Furthermore, the "buzz" in networking is now about SDN, Software Defined Networking, which is something borne almost entirely of linux roots of some flavor, and you simply need to be able to manage or at least navigate under linux.  Linux kernel, advance ip routing features, namespace separation (ala routing vrf's), etc make that possible, regardless if Cisco, Oracle, or whoever puts a branded software layer over it and a pretty web or thick client (hopefully not java, eww).

As stated by James, there is always bias for what you know, especially what pays your bills.  If they're teaching windoze technologies, of course their rhetoric against linux will pervade every bit of training that sense of "value" in buying/learning their closed software with micro$ofts puppet hand in their back doing the real talking.  Same of Cisco telling you how much better they are than Juniper or Arista, thought they all use the same hardware now, really comes down to features and who is less buggy (read: they all suck now).

How often do you see a network class that *isn't* cisco-based?

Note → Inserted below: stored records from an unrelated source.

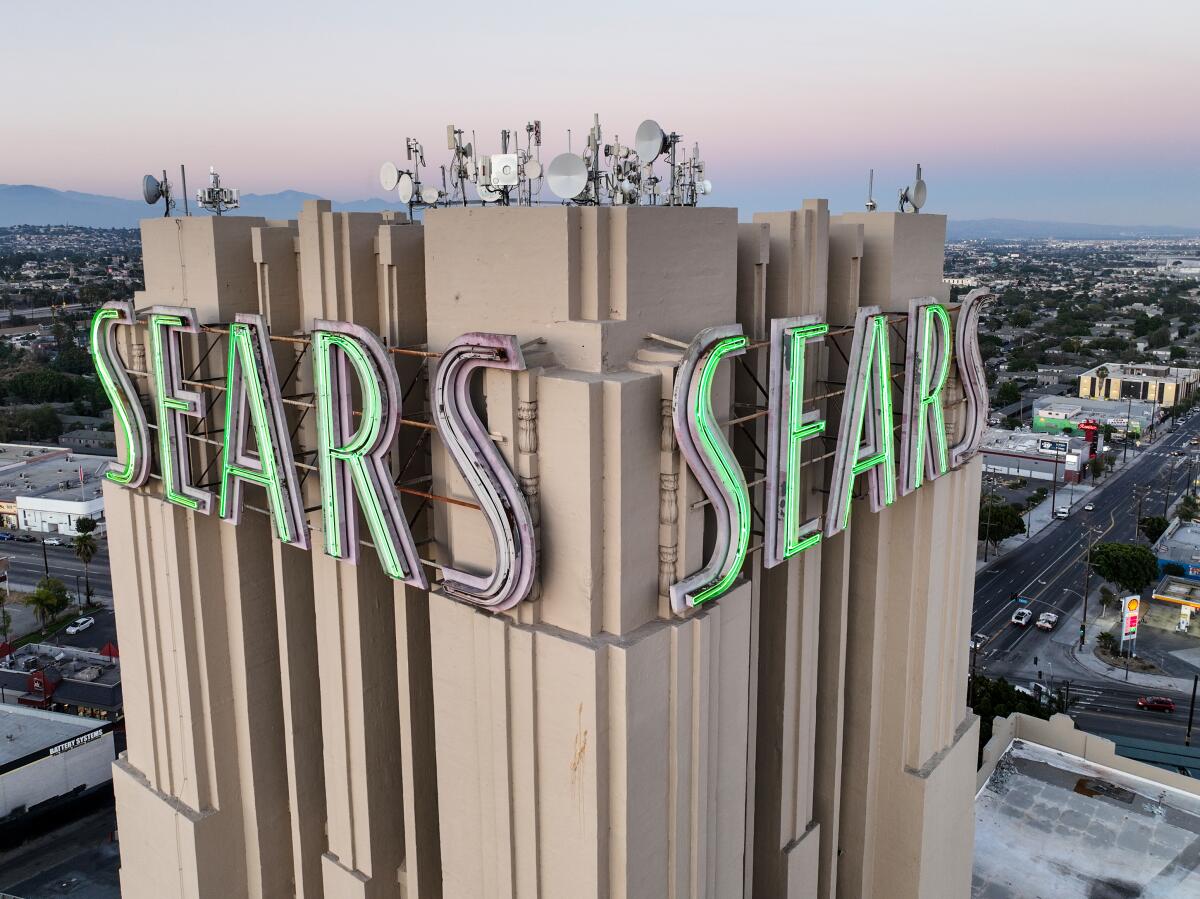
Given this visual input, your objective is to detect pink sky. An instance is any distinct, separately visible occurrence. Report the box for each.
[0,0,1200,226]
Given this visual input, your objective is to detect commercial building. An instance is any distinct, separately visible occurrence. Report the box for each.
[1154,519,1200,580]
[1079,362,1200,409]
[980,428,1092,484]
[104,200,985,899]
[0,705,116,825]
[1032,396,1160,437]
[971,713,1200,899]
[0,444,112,537]
[0,643,122,721]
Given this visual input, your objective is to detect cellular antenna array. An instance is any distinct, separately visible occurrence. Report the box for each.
[196,166,241,215]
[379,114,713,213]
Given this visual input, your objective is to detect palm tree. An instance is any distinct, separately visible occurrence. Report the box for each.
[22,577,71,631]
[71,533,100,615]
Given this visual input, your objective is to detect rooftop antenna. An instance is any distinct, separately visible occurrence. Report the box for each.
[142,169,175,217]
[900,162,925,212]
[196,166,240,215]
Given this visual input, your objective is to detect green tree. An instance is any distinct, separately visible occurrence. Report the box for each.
[996,380,1021,406]
[1092,544,1158,593]
[979,502,1025,546]
[24,577,71,631]
[1138,515,1169,543]
[71,532,100,612]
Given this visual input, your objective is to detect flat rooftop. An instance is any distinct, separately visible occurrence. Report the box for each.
[971,739,1200,899]
[1154,520,1200,562]
[0,444,113,502]
[0,705,102,767]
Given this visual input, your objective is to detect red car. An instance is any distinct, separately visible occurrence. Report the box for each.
[1138,696,1175,712]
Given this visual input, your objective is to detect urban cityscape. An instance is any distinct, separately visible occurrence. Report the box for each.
[0,0,1200,899]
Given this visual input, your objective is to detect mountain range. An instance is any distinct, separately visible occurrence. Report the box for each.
[0,184,1200,240]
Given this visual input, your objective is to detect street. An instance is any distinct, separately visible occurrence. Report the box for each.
[971,416,1200,743]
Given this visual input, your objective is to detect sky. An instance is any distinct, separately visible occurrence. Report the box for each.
[0,0,1200,226]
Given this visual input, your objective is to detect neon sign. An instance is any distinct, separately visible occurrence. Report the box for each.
[91,290,991,613]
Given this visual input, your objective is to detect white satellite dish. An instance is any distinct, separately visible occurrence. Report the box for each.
[546,152,588,199]
[908,163,925,212]
[475,184,504,203]
[396,172,413,203]
[379,162,400,191]
[142,175,162,206]
[634,119,667,163]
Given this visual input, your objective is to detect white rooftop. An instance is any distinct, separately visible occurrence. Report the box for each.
[971,739,1200,899]
[0,705,100,767]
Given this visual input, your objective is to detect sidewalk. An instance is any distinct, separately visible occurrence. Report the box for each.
[976,438,1156,576]
[1067,616,1192,694]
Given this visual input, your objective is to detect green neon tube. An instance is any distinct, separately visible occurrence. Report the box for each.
[692,335,750,606]
[150,313,200,510]
[841,314,896,527]
[784,323,829,559]
[90,307,145,484]
[218,322,292,543]
[312,331,409,581]
[912,304,950,487]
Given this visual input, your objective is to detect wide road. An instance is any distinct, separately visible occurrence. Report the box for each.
[0,534,113,595]
[972,415,1200,742]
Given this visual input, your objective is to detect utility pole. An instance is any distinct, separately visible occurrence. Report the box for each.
[1079,525,1100,649]
[1183,675,1200,747]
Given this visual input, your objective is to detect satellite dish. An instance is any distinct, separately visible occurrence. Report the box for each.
[142,175,162,206]
[546,152,588,199]
[908,163,925,212]
[396,172,413,203]
[634,119,667,163]
[475,184,504,203]
[379,162,400,191]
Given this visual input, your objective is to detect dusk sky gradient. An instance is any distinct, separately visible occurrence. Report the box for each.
[0,0,1200,226]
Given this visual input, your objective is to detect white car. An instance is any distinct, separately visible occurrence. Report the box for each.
[1036,612,1058,630]
[67,618,96,634]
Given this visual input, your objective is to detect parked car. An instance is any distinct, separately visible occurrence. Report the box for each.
[1138,696,1175,712]
[67,618,96,634]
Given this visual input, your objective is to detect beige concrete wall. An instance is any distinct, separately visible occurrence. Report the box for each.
[106,200,979,899]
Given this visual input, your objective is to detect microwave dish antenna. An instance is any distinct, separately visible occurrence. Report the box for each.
[634,119,670,166]
[379,162,400,193]
[142,169,175,216]
[396,172,413,204]
[196,166,240,215]
[546,152,588,200]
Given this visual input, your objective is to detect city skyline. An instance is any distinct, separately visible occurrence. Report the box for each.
[0,2,1200,226]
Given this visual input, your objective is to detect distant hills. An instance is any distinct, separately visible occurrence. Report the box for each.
[0,184,403,228]
[946,217,1200,240]
[0,184,1200,240]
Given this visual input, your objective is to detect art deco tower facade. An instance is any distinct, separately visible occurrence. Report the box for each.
[106,200,979,899]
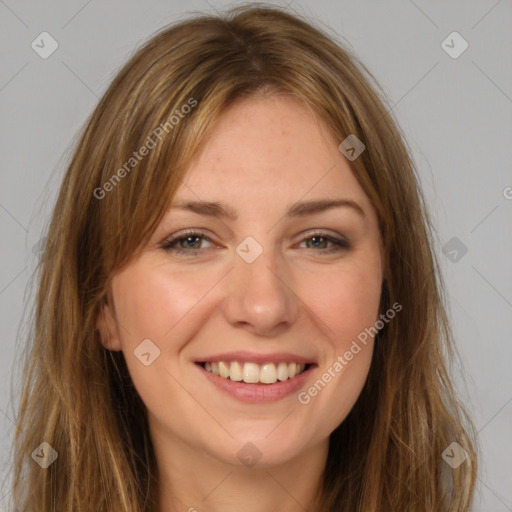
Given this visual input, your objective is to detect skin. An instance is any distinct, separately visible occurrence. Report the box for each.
[98,95,383,512]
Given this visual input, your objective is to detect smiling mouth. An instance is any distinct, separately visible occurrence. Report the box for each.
[199,361,311,384]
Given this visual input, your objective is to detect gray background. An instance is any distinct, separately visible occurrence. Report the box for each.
[0,0,512,512]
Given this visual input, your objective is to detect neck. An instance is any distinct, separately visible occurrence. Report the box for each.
[154,430,328,512]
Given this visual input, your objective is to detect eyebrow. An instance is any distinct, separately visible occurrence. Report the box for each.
[170,199,366,221]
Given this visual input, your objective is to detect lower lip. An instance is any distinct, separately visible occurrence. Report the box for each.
[197,364,315,403]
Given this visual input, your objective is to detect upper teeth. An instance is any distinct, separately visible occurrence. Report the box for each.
[204,361,306,384]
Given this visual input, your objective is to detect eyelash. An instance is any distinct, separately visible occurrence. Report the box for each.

Not often, and if there were, I'd doubt it's value as you need something describing appliances or hardware use cases that come with having a cisco switch or other.  Having no love of Cisco these days myself, it's still the best documented, supported, and accepted (ie. respected) training avenues out there, buying a few $40 dollar switches on ebay/craigslist, and a library book to learn on can go a long way toward a career.

Better yet, if you want to learn networking, just use GNS3 software these days.  Not a perfect replacement for hardware, but it can teach you the hard things like bgp easily enough, and there are many pre-built labs out there to download and toy with.

-mb



On 05/24/2015 04:23 PM, parabellum7@yahoo.com wrote:
Yesterday, I met an individual going to ITT. We discussed our respective areas of study and goals. Personally, I have a strong interest in Open Source and Wireless. I'm also doing a CompTIA Network+ prep course through the Maricopa County Library. It's free if you have a library card and a wealth of info regardless if you're going to get that cert or not. He claims his instructors say any of the CompTIA certs are worthless. He also says he actually 'hates open source' and his instructors are telling him it's a 'dead-ender'. That pretty much left me speechless.


I know I'm preaching to the choir on this part, but much of the web and cloud runs on 'nix and it seems to be the preferred services offered. I've read multiple articles that many big outfits are migrating to Open Source. Major manufacturers are selling machines with 'nix as an option and guess what Google uses in their data centers? Even consumer grade routers say 'Open Source Ready' on the box and the fine print says they're compatible with DD-WRT. Oh, and then there's that whole Android thing.


Are they really teaching those attitudes? Or maybe this individual is confused. Is it even possible to get into the big-leagues of networking without needing to know Open Source OS & apps?